I don’t see myself as a person who awakens in grouchy moods in the morning, but it is difficult to hold a mirror up to oneself at the proper angle. Isn’t it?

I especially don’t awaken in a bad mood on Sunday mornings. It is, as I have said here a dozen times or more, my favorite time of the week. It is the New York Times morning – a couple of fried eggs and a slice of ham, with some god-awful toasted rice bread (I’ve been forced to go gluten-free these days) and a luscious cup of hot coffee with just a dash of caramel flavoring in it.

Even the dog knows to leave me alone on Sunday mornings, so I can immerse myself in some delightful, entertaining and educational reading. If I don’t have a Sunday morning golf round scheduled, I surface around noon and consider what I must do for the rest of the day.

As I work through my Sunday morning reading, I take notes occasionally, if I come across something that I think might fit into my blogs for the coming week.

The little woman tries to sleep in on Sunday mornings – at least until about seven. By that time I’ve finished a great deal of my reading and I can share anything that I think will particularly interest her.

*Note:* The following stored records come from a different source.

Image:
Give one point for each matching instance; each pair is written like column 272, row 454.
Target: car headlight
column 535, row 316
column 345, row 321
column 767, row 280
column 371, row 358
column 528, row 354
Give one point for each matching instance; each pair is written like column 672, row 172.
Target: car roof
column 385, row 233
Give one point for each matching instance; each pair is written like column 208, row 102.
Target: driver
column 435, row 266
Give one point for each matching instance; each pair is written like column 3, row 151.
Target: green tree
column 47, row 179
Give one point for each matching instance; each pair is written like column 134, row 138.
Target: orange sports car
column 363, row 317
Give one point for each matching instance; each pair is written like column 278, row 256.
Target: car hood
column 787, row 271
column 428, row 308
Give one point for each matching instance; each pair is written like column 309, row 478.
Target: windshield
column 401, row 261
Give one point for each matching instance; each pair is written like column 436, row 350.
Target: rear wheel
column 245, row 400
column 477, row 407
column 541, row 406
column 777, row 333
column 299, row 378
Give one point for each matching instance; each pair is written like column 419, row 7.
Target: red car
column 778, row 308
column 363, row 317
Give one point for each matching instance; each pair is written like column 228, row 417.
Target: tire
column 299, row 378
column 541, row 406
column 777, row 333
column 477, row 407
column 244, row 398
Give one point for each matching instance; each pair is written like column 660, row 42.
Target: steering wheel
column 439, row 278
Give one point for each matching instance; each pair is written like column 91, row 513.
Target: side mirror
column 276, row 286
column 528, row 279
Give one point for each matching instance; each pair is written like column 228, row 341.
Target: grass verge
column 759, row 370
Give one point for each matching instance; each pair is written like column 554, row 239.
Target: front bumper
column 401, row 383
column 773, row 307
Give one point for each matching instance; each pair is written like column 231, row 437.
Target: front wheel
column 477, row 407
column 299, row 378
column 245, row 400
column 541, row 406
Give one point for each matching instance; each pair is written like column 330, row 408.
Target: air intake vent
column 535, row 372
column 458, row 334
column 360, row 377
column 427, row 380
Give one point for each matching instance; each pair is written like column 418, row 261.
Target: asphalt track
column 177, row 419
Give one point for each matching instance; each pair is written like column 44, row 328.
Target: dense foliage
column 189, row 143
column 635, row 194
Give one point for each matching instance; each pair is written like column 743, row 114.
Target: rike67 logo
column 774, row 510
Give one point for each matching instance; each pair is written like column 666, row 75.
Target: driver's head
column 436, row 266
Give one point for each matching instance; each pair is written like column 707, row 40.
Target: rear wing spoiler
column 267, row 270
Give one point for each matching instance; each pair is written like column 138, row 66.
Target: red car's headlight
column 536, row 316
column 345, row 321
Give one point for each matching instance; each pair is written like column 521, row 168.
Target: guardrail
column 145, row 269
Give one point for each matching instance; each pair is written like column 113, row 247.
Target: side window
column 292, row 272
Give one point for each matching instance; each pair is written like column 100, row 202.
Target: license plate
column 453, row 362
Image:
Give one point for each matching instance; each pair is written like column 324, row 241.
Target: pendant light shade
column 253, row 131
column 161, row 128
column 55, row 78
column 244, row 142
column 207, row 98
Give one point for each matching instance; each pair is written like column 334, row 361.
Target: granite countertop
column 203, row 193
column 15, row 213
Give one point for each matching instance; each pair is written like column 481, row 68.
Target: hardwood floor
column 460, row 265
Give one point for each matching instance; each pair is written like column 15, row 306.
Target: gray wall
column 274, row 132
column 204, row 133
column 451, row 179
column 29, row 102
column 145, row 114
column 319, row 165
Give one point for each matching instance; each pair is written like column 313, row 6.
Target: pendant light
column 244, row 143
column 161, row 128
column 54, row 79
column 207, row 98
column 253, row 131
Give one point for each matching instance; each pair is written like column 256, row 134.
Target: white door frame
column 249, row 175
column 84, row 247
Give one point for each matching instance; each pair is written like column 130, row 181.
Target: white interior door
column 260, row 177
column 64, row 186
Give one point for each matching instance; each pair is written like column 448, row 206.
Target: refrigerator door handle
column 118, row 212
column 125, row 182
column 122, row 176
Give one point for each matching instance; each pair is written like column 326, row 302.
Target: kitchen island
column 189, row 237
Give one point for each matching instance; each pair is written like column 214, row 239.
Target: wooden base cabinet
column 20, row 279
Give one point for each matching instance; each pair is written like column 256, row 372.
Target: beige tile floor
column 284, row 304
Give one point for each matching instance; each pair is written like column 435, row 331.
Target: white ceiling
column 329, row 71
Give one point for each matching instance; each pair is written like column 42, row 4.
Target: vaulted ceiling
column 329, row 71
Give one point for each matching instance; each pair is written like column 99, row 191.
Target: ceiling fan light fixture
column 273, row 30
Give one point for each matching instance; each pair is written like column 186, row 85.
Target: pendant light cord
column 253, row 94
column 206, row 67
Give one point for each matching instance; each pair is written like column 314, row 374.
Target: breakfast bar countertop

Sundays are also meant for light reading. When the newspapers are set aside and I still have time before noon, I’ll pick up something to read just for enjoyment. That’s where Alexander McCall Smith comes in (stage right). His writing, as I hope you can see from the above quotation, is delightfully smooth and easy. He has a delicate sense of humor and his characters charm me. His novels in this particular series are never very long (approximately 200 pages) and you can put that away in no time without having to worry about thinking too much. The kicker that gets thrown in, which makes the endeavor so worthwhile, is that the little mysteries are wrapped in both fascinating writing and very good stories.

When one closes one of Smith’s books, one normally feels refreshed and better about life than when one started reading. For instance, here’s how the above mentioned book closes…

Mma Ramotswe smiled at Mr J.L.B. Matekoni. He was such a good man, such a kind man, and he was her husband.

“That engine I’ve been working on will run so sweetly,” he remarked as he poured his tea.

“Like life,” she said.

Ah, sweet Sunday mornings. These are times to repress thoughts about horrible oil spills and man’s deep-seeded tendencies toward selfishness and immorality!